Sen. Edward Kennedy (D-Mass.) yesterday proposed legislation to cut drastically the time it takes to try major antitrust cases. Kennedy is chairman of the Senate Antitrust Subcommittee.
He cited the government case against International Business Machines Corp. as an example of judical foot-dragging, pointing out that the IBM investigation began in 1966 and a "final decision by 1984 may even be optimistic."
In a speech to the Computer and Communications Industry Association, Kennedy said, "It doesn't take much antitrust sense - just common sense - to see that there is something wrong with antitrust enforcement when major cases take decades to complete. Most IBM executives responsible for policies challenged by the government are now retired or deceased."
"Trial of an antitrust suit of this magnitude is much like conducting a war," said Kennedy. "Our oversight hearings revealed that the Antitrust Division's supply lines are stretched thin, their equipment is antiquated, and their command posts are never in the same place nor manned by the same people."
Kennedy did have praise for Attorney General Bell and his top assistant for antitrust, John Shenefield, for their pledges to reduce the red tape in big antitrust cases, saying they "have stated their unwavering dedication to bringing the IBM case under control."

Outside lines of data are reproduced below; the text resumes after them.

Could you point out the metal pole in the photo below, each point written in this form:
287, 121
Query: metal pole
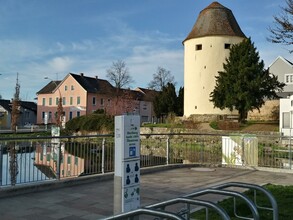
1, 161
290, 153
168, 148
103, 155
58, 160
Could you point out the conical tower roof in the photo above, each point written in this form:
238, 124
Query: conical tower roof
215, 20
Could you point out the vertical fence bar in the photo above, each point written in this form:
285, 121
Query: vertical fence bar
58, 160
168, 152
1, 163
290, 153
103, 155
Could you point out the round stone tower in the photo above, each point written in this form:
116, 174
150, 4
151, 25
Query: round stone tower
205, 50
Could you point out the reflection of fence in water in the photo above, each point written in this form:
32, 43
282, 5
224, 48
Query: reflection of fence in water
37, 157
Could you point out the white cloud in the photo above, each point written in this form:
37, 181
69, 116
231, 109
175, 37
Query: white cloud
60, 64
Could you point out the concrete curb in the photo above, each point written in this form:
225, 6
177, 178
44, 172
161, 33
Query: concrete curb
55, 184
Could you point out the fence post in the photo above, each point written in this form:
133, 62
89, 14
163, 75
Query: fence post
167, 150
103, 155
1, 164
58, 159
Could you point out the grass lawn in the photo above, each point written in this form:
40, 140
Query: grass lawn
282, 194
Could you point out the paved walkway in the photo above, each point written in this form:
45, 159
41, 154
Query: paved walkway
95, 200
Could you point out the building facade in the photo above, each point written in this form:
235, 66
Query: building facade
286, 116
283, 69
82, 95
205, 50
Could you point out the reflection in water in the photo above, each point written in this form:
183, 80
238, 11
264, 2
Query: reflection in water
26, 162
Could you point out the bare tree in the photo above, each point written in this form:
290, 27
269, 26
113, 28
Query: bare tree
119, 74
160, 79
13, 166
282, 32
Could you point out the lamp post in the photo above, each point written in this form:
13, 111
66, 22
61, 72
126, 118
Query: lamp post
55, 132
59, 107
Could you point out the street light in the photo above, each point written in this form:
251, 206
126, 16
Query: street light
59, 107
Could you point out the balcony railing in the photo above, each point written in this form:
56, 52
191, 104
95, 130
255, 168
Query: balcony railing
26, 160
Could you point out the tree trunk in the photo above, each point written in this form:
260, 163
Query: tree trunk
242, 116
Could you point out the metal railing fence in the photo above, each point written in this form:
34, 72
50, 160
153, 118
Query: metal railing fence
25, 160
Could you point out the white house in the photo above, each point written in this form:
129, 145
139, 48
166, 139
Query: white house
205, 50
283, 69
286, 116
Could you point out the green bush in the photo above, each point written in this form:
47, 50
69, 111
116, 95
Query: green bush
93, 122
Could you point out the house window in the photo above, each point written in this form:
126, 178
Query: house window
26, 114
227, 46
198, 47
289, 78
286, 119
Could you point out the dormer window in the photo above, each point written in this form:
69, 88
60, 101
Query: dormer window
289, 78
198, 47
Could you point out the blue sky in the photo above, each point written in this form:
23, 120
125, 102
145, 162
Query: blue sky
51, 38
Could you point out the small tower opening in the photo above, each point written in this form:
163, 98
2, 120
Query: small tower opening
198, 47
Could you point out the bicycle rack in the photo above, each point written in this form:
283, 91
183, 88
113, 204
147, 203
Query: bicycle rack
189, 201
158, 209
250, 204
254, 187
149, 212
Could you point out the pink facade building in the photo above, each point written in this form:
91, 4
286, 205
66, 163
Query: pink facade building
82, 95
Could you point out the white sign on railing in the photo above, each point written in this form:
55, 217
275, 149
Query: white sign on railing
127, 163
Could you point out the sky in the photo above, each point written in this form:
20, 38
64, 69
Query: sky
51, 38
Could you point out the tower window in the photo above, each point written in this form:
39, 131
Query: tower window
198, 47
227, 46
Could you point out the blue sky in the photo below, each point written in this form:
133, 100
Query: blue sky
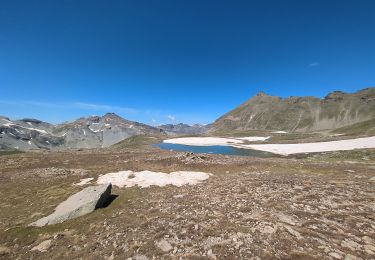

But he called for "a variety of procedural reforms - some legislative in nature" - to bring antitrust litigation under control."
He also called for legislation aimed not only at mergers within one industry, but designed to prevent "mergers that result in the increasing dominance of the entire economy by a few giant conglomerates."
"Legislation which prevents the gobbling up of independent businesses by increasingly large and aggressive conglomerates should be a matter of high antitrust priority," Kennedy said.
He also called for legislation that "makes clear that the Sherman Act does not require the elaborate search for corporate intent that mires so many antitrust suits in a decade-long search for why something was done instead of the far easier and more important fact of what was done."
Kennedy hailed the Competition Improvement Act, which he also reintroduced before the Senate yesterday. That act calls on federal regulatory agencies to make sure their actions do not exceed their statutory responsibilities, and to make sure that the advantages of regulatory action by federal agencies outweigh possible anticompetitive effects.